Mile Stojics Gedichte über den Krieg, das Exil und die
verwundete Heimat: Cherubs Schwert
Ralf Julke
03.01.2012
Seit dem Barock hat sich in der europäischen Kultur ein etwas
kindisches Verhältnis zu den Cherubim, den Engeln Gottes, eingeschlichen.
Sie haben sich
in kleine, pummlige Wesen verwandelt, die über Altäre flattern und
Poesiealben verschönern. Sie haben nichts mehr mit den Cherubim der Bibel zu
tun,
die etwa als Sendboten Gottes Adam und Eva aus dem Garten Eden vertreiben.
Streng und unerbittlich.
Wenn der bosnisch-herzegowinische Dichter Mile Stojic sie in einem seiner
Gedichte benennt, meint er genau diese strengen Sendboten Gottes, die
ungerührt der Vertreibung des ersten Menschenpaares zusehen. Die auch später
immer wieder auftauchen als Strafgericht, das Gott über die Erde schickt.

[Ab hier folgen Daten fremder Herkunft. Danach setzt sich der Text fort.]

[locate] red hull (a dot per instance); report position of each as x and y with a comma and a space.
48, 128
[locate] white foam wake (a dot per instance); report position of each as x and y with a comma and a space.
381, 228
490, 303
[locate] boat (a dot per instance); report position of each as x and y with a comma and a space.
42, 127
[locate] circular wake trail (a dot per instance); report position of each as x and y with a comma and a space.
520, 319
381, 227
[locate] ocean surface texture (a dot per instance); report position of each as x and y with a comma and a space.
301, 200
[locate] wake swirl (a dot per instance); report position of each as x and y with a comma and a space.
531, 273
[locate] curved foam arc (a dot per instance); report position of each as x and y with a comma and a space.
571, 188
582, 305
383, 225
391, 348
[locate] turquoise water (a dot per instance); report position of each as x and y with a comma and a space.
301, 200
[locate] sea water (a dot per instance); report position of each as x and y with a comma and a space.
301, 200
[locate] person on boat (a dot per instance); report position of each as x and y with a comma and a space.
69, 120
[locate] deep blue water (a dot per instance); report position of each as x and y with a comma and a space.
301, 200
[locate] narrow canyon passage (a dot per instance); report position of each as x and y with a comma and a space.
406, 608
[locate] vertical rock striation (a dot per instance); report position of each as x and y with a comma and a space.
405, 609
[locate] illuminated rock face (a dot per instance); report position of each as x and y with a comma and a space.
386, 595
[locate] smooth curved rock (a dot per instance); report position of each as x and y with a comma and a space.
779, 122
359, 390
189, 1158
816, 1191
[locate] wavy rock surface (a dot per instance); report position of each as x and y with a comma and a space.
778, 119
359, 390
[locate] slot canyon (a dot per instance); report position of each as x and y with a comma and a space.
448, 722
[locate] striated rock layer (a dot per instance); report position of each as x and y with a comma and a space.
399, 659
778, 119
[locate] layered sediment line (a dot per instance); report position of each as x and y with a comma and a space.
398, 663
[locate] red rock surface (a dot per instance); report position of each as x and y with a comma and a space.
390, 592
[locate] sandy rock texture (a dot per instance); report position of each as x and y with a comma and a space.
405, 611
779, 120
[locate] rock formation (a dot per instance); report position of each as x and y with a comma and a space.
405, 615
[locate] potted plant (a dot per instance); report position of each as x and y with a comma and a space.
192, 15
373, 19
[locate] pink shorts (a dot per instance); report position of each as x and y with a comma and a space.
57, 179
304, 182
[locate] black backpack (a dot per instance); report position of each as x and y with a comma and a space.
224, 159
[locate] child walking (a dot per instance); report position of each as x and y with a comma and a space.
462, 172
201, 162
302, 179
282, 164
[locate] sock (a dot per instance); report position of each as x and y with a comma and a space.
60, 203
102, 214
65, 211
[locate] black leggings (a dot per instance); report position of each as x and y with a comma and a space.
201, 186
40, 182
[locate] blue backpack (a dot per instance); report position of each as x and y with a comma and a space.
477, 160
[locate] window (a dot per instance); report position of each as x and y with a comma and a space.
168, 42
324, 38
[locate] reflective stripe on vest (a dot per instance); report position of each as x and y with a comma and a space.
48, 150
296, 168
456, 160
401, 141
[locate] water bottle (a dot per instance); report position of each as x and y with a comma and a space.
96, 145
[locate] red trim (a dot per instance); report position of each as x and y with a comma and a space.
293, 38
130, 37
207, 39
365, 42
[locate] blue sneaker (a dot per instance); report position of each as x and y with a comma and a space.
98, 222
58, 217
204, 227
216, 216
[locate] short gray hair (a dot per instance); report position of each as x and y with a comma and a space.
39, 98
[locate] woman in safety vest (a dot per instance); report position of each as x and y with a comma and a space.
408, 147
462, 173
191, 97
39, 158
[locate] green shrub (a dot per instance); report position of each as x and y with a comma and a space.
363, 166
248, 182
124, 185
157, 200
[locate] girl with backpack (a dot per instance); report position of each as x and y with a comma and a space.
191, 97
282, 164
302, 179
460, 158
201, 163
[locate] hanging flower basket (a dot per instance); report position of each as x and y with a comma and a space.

Sie lassen sich nicht rühren. Und sie stehen auch für die
Unausforschlichkeit der göttlichen Ratschlüsse - und damit auch für die
Ratlosigkeit, mit
der Menschen ihrem Schicksal und den großen Katastrophen gegenüber stehen.
Und für den 1955 geborenen Mile Stojic war diese Katastrophe logischerweise
der Bosnienkrieg, der mit den neuen Kriegen des 21. Jahrhundert fast schon
wieder in Vergessenheit geraten ist. 1992 bis 1994 war das, als
Bosnien-Herzegowina seine Unabhängigkeit erklärte und Sarajevo, die
Hauptstadt, mitten
hinein in den entflammenden Bruderkrieg geriet, in dem die Stadt 1.425 Tage
lang von den Truppen der damaligen bosnisch-serbischen Armee belagert und
beschossen wurde.
Stojic - schon damals einer der wichtigsten Dichter im zerfallenden
Vielvölkerstaat Jugoslawien - ging ins Exil nach Wien. Wo er in der alten,
berühmten Buchhandlung "Gerold" das Aufblühen der bosnisch-herzegowinischen
Dichtung miterlebte: als Blüte im Schaufenster. Denn auf einmal schien
sich ganz Europa für die Literatur der Dichter aus dem vom Krieg zerfetzten
Bosnien-Herzegowina zu interessieren. Das ist lange her. Auch dieser Ruhm
ist verblasst. Andere Kriege haben die Dichter anderer Regionen in die
Schaufenster gespült.
Umso wertvoller die Übersetzungsarbeit von Cornelia Marks, die hier vor
allem die Gedichte aus Stojics 2009 und 2010 erschienenen Gedichtbänden
"Zwischen verfeindeten Völkern" und "Brüderlichkeit und Schwesterlichkeit"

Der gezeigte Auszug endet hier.